Let’s say you’re scrolling through your favorite social media app and you come across a series of pictures of a man in a tuxedo and a woman in a long white dress.
An automated image captioning system might describe that scene as “a picture of a man and a woman,” or maybe even “a bride and a groom.” But a person might look at the pictures and think, “Wow, my friends got married! They look so happy. What a beautiful wedding.”
As image captioning tools get increasingly good at correctly recognizing the objects in an image, a group of researchers is taking the technology one step further. They are working on a system that can automatically describe a series of images in the same kind of way that a human would, by focusing not just on the items in the picture but also what’s happening and how it might make a person feel.
“Captioning is about taking concrete objects and putting them together in a literal description,” said Margaret Mitchell, a Microsoft researcher who is leading the research project. “What I’ve been calling visual storytelling is about inferring conceptual and abstract ideas from those concrete objects.”

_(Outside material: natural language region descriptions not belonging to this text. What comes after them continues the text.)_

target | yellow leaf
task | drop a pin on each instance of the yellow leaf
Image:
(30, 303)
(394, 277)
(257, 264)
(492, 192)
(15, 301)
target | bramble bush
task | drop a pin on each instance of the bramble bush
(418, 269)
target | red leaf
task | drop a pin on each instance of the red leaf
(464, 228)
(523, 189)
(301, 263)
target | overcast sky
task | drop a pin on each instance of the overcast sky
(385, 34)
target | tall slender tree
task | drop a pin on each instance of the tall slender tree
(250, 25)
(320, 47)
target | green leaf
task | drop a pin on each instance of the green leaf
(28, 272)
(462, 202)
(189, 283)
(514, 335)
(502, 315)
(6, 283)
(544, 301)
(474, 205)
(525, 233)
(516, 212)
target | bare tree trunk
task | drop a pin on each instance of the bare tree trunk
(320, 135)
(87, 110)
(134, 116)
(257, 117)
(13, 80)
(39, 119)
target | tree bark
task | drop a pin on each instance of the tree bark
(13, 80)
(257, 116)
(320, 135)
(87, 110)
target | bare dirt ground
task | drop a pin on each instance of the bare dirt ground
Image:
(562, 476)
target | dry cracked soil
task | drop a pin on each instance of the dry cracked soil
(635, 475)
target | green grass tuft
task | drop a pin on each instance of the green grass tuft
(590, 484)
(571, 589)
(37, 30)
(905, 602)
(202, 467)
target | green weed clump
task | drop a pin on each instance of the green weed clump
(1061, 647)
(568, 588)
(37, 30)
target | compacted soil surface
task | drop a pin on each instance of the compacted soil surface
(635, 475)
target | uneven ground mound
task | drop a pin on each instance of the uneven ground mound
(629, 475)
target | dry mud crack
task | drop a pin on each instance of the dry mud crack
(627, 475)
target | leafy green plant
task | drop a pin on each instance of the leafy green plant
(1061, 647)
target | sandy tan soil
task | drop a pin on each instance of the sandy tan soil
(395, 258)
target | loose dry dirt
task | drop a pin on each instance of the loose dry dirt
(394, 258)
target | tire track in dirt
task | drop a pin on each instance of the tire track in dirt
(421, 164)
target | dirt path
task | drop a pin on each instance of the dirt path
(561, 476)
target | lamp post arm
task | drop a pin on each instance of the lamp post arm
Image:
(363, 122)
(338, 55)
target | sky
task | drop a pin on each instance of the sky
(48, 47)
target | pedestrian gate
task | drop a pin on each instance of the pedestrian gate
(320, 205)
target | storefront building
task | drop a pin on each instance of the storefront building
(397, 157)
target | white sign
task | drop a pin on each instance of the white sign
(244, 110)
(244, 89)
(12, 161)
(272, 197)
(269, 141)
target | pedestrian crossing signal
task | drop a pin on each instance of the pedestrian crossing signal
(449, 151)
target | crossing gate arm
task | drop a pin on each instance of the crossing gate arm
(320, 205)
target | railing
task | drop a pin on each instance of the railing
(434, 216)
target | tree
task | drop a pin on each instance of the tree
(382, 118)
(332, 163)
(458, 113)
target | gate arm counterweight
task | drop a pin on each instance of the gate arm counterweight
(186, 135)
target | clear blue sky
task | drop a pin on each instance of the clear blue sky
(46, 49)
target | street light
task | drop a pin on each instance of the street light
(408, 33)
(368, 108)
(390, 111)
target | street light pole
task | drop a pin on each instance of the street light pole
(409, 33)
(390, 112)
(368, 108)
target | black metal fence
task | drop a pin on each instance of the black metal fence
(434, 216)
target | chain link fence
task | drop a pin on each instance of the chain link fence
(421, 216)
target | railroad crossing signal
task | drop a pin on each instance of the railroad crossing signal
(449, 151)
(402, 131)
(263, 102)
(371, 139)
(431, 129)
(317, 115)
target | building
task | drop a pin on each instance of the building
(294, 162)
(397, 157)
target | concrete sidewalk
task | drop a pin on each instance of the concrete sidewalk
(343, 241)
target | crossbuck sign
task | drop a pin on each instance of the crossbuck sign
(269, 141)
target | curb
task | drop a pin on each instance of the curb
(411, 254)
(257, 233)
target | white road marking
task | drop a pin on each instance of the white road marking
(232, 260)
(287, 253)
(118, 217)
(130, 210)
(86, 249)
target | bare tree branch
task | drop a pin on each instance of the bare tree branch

For example, while another image captioning system might describe an image as “a group of people dancing,” the visual storytelling system would instead say “We had a ton of fun dancing.” And while another captioning system might say, “This is a picture of a float in a parade,” this system would instead say “Some of the floats were very colorful.”
The research project, which relies on a new Microsoft Sequential Image Narrative Dataset, doesn’t just stop at one picture. Instead, it takes a series of pictures about the same event and strings together several sentences describing what’s going on. The work will be presented in June at the annual meeting of the North American Chapter of the Association for Computational Linguistics.
‘Ready for the next step’
The researchers say visual storytelling could eventually be helpful for people who are sharing a number of pictures on social media and want a tool that will help them build a narrative about those pictures. It also could potentially be used to provide richer descriptive tools for people who are blind or visually impaired.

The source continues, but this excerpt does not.